After many hours of congressional scrutiny, General Motors has been levied the maximum penalty under the law for its failure to report a faulty ignition switch in 2.6 million of its vehicles. In a civil settlement with the Department of Transportation, GM—a company rescued from the edge of bankruptcy by the U.S. government in 2009—will have to pay a penalty of $35 million. (Yes, that's million. With an "m.")
GM, which currently has a market cap of $54 billion, is accused of withholding information from the public about a flawed ignition switch in its Chevy Cobalts, Saturn Ions, and other vehicles that would suddenly turn off the engine, air bags, and other "power-assisted systems" when jostled, reports the New York Times. The flaw was reportedly "widely known" within GM in 2012.

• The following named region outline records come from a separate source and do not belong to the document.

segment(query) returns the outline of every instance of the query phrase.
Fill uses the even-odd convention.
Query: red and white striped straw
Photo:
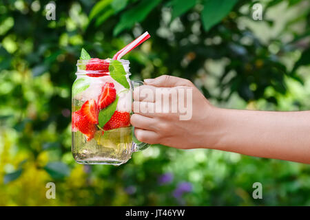
[[[118,51],[114,56],[113,56],[113,60],[120,60],[123,56],[130,52],[132,49],[136,48],[142,43],[149,38],[151,36],[147,32],[140,36],[136,40],[130,43],[126,47]]]

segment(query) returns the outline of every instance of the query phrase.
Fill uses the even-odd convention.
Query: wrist
[[[227,143],[229,134],[229,109],[211,107],[207,121],[205,143],[207,143],[204,148],[225,150],[229,145]]]

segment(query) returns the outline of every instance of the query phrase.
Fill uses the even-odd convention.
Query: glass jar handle
[[[132,81],[132,85],[134,89],[136,88],[141,85],[143,85],[143,82],[142,81]],[[132,92],[134,92],[134,90],[132,90]],[[132,97],[134,97],[134,95],[132,95]],[[141,142],[138,139],[136,139],[135,135],[134,135],[134,127],[132,126],[132,140],[134,141],[134,152],[143,151],[144,149],[146,149],[149,146],[149,144]]]

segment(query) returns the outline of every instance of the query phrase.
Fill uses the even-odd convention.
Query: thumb
[[[155,78],[145,79],[144,82],[156,87],[191,87],[193,85],[193,83],[189,80],[168,75],[163,75]]]

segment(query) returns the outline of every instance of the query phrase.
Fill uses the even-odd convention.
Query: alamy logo
[[[150,102],[134,102],[135,113],[178,113],[180,120],[189,120],[192,116],[193,89],[192,88],[134,89],[140,98]]]
[[[54,1],[50,1],[45,6],[45,18],[48,21],[56,20],[56,3]]]
[[[254,10],[252,13],[253,20],[262,20],[262,6],[259,3],[256,3],[253,5],[252,10]]]
[[[53,182],[48,182],[45,185],[45,188],[48,188],[46,190],[45,197],[46,199],[56,199],[56,185]]]
[[[252,193],[253,199],[262,199],[262,184],[258,182],[254,183],[253,188],[255,188],[255,190],[253,191],[253,193]]]

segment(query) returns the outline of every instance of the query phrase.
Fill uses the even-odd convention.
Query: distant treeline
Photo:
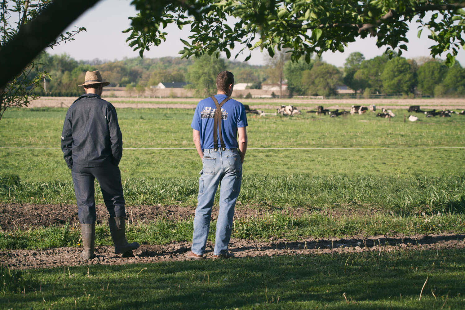
[[[43,89],[32,91],[47,96],[79,95],[82,88],[78,84],[84,81],[86,72],[95,70],[100,72],[111,86],[143,90],[160,82],[185,82],[199,94],[208,93],[214,87],[216,76],[210,76],[219,70],[228,70],[234,73],[236,83],[248,83],[251,89],[278,83],[280,74],[287,84],[286,93],[291,96],[327,97],[336,95],[341,85],[356,91],[351,95],[367,98],[373,94],[409,97],[465,94],[465,69],[458,62],[448,68],[442,60],[427,57],[406,59],[394,55],[389,59],[383,55],[365,59],[362,54],[356,52],[347,58],[344,67],[339,68],[318,58],[310,64],[301,59],[296,62],[287,60],[277,64],[269,61],[266,66],[251,66],[214,56],[77,61],[66,54],[51,55],[46,52],[35,61],[40,64],[38,69],[48,73],[52,78],[44,81]]]

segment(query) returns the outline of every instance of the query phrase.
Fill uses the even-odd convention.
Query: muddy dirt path
[[[167,261],[182,261],[190,250],[187,242],[172,242],[168,244],[143,244],[133,251],[133,257],[115,254],[111,246],[95,249],[97,257],[87,262],[80,256],[82,248],[58,248],[48,250],[0,251],[0,264],[10,268],[28,269],[86,265],[119,265],[150,263]],[[213,244],[209,242],[206,256],[212,259]],[[284,239],[257,241],[232,239],[230,251],[236,258],[283,255],[331,255],[336,253],[365,251],[385,252],[395,250],[423,251],[465,248],[465,235],[446,234],[376,236],[349,239],[305,239],[288,242]]]
[[[97,223],[107,222],[108,217],[104,204],[96,207]],[[236,205],[235,218],[259,217],[273,211],[281,211],[299,217],[309,210],[296,208],[292,210],[278,210],[271,207],[250,207],[238,204]],[[137,205],[126,206],[126,218],[130,223],[154,222],[159,218],[171,220],[189,219],[195,213],[195,206]],[[214,206],[213,219],[218,216],[218,208]],[[75,204],[6,204],[0,203],[0,225],[4,231],[26,230],[39,226],[62,225],[66,223],[78,224],[78,208]]]

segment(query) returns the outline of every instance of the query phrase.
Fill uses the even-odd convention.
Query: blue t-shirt
[[[221,103],[227,96],[226,95],[215,95],[215,98]],[[214,148],[213,125],[216,106],[211,98],[200,100],[195,108],[191,127],[198,130],[200,134],[200,146],[202,150]],[[237,129],[247,126],[247,117],[244,105],[234,99],[228,100],[221,107],[221,129],[223,140],[226,148],[234,149],[238,147]],[[218,131],[218,128],[215,130]],[[218,132],[218,147],[221,147],[219,133]]]

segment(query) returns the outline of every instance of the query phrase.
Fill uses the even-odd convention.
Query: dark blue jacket
[[[71,169],[98,167],[106,161],[118,165],[123,140],[116,111],[95,94],[84,94],[68,109],[61,133],[61,150]]]

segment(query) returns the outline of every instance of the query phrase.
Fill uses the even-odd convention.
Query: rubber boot
[[[110,232],[112,234],[113,243],[115,245],[115,253],[117,254],[132,251],[140,246],[139,244],[137,242],[127,243],[125,231],[125,217],[108,218]]]
[[[81,253],[81,257],[90,260],[95,257],[93,254],[95,243],[95,224],[81,224],[81,234],[82,235],[82,245],[84,251]]]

Nevertheless, it has been a trying first few months for new CEO Mary Barra, who was appointed to her post in December 2013, but was previously the company's vice president of Global Manufacturing Engineering beginning in February 2008. "We have learned a great deal from this recall. We will now focus on the goal of becoming an industry leader in safety," said Barra in a statement. "We will emerge from this situation a stronger company."
Regulators are currently pushing lawmakers to increase the maximum penalty to $300 million. An internal investigation is still being conducted, but to date, GM has linked the faulty part directly to 32 crashes. In those accidents, 13 people have died.